BookmarkSubscribeRSS Feed
_maldini_
Barite | Level 11

I have 5 datasets in Excel files (5 different time points w/ the same variables, for the most part). Because of Excel’s formats, I have painstakingly converted variables in both directions - character to numeric and numeric to character - using arrays in numerous SAS programs throughout this project. It has been a huge effort.

 

In the final phase I am trying to stack the datasets using the code below. I received 83 errors stating that “Variable XXX has been defined as both character and numeric.”

 

I’m assuming that this means that in different datasets the variable has different data types. For example, VAR1 is character in one dataset and numeric in another. Most of the solutions in this forum describe converting the variables that are causing the errors.

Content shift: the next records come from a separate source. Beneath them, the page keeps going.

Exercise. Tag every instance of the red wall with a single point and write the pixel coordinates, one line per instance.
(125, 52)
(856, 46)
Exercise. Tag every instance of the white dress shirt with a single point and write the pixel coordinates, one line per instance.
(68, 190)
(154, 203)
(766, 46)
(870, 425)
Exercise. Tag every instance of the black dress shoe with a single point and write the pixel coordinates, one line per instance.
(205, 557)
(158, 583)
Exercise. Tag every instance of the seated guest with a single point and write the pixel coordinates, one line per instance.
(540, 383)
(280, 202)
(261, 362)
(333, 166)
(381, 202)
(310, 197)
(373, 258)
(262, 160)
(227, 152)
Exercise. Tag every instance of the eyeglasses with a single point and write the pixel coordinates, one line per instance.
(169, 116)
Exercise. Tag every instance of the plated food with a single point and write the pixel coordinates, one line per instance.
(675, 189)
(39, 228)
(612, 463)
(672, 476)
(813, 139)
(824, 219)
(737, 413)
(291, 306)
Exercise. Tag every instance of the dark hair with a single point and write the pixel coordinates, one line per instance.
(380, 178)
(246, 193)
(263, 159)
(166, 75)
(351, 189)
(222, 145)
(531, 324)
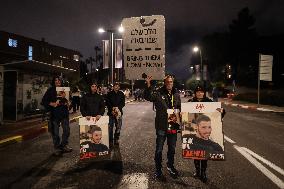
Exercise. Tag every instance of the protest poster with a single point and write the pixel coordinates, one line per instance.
(144, 47)
(202, 133)
(94, 138)
(63, 92)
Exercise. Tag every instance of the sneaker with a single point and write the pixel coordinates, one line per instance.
(173, 172)
(66, 149)
(57, 152)
(116, 142)
(159, 176)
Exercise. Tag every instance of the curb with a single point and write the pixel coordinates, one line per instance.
(251, 107)
(33, 133)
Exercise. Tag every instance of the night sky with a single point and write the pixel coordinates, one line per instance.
(73, 23)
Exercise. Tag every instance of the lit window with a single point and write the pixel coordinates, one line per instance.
(12, 42)
(76, 57)
(30, 53)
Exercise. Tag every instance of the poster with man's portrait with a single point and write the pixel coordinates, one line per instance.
(63, 92)
(202, 132)
(94, 139)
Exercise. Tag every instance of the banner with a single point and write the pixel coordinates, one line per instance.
(118, 53)
(202, 134)
(265, 67)
(94, 138)
(106, 54)
(144, 47)
(63, 92)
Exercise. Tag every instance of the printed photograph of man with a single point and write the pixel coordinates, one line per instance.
(201, 140)
(93, 144)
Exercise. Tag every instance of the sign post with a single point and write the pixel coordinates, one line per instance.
(264, 71)
(144, 47)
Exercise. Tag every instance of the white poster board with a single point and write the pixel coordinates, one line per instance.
(94, 138)
(265, 67)
(202, 133)
(144, 47)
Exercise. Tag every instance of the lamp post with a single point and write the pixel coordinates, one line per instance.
(196, 49)
(111, 33)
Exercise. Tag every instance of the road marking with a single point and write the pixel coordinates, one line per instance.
(229, 140)
(264, 109)
(134, 180)
(14, 138)
(260, 167)
(270, 164)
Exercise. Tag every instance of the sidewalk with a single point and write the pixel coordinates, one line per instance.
(26, 129)
(252, 106)
(30, 128)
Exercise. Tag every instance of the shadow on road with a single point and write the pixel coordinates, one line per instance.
(34, 174)
(92, 174)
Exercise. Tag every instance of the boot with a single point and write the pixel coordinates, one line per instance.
(203, 176)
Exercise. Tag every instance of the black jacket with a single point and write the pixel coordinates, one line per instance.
(92, 105)
(162, 103)
(114, 99)
(206, 99)
(59, 112)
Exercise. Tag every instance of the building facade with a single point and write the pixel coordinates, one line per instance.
(27, 67)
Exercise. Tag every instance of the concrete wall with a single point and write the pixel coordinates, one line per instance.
(1, 93)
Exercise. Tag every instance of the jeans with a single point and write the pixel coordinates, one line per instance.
(118, 124)
(75, 103)
(171, 142)
(54, 130)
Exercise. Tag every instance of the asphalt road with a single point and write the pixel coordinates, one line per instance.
(254, 157)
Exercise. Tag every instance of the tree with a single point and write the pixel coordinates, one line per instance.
(243, 47)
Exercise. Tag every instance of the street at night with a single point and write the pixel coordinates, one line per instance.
(141, 94)
(30, 164)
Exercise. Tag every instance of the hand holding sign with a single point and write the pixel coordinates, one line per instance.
(148, 80)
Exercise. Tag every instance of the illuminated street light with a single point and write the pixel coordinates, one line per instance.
(121, 29)
(101, 30)
(196, 49)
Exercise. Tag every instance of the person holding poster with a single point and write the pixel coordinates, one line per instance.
(92, 104)
(203, 133)
(94, 143)
(165, 98)
(115, 101)
(59, 114)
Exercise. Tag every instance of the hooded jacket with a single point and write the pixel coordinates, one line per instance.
(162, 103)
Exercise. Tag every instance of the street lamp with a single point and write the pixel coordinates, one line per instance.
(111, 34)
(196, 49)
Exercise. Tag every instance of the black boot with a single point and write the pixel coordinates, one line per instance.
(197, 172)
(203, 176)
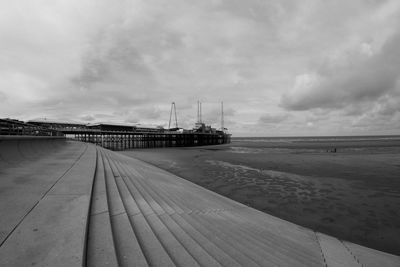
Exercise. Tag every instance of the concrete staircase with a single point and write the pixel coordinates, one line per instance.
(111, 210)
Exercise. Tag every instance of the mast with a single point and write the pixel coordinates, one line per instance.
(170, 116)
(222, 116)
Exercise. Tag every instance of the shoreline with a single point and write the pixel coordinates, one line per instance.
(341, 194)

Do I need to check each dataset to see the data type of each variable and then convert them all to the desired type? Should I do this in each dataset or is there a way I can do this globally?

 

Thanks for the help.

 

DATA a1_a5_final;
		SET 
		a1_final 
		a2_final 
		a3_final 
		a4_final 
		a5_final;
	RUN; 
9 REPLIES 9
PGStats
Opal | Level 21

If the variables causing the problems are not required, you could use keep= or drop= lists on each dataset to exclude the problem variables. You can also rename=() some variables so that both versions (character and numeric) of the variables are not named the same.

PG
amadhavi41
Fluorite | Level 6
May be those variable's datatype is different across all the datasets.
Convert those variable's datatypes as same as variables in a1_final dataset in set statement.
Kurt_Bremser
Super User

This is one of the side-effects of "working" (actually: wasting time) with Excel.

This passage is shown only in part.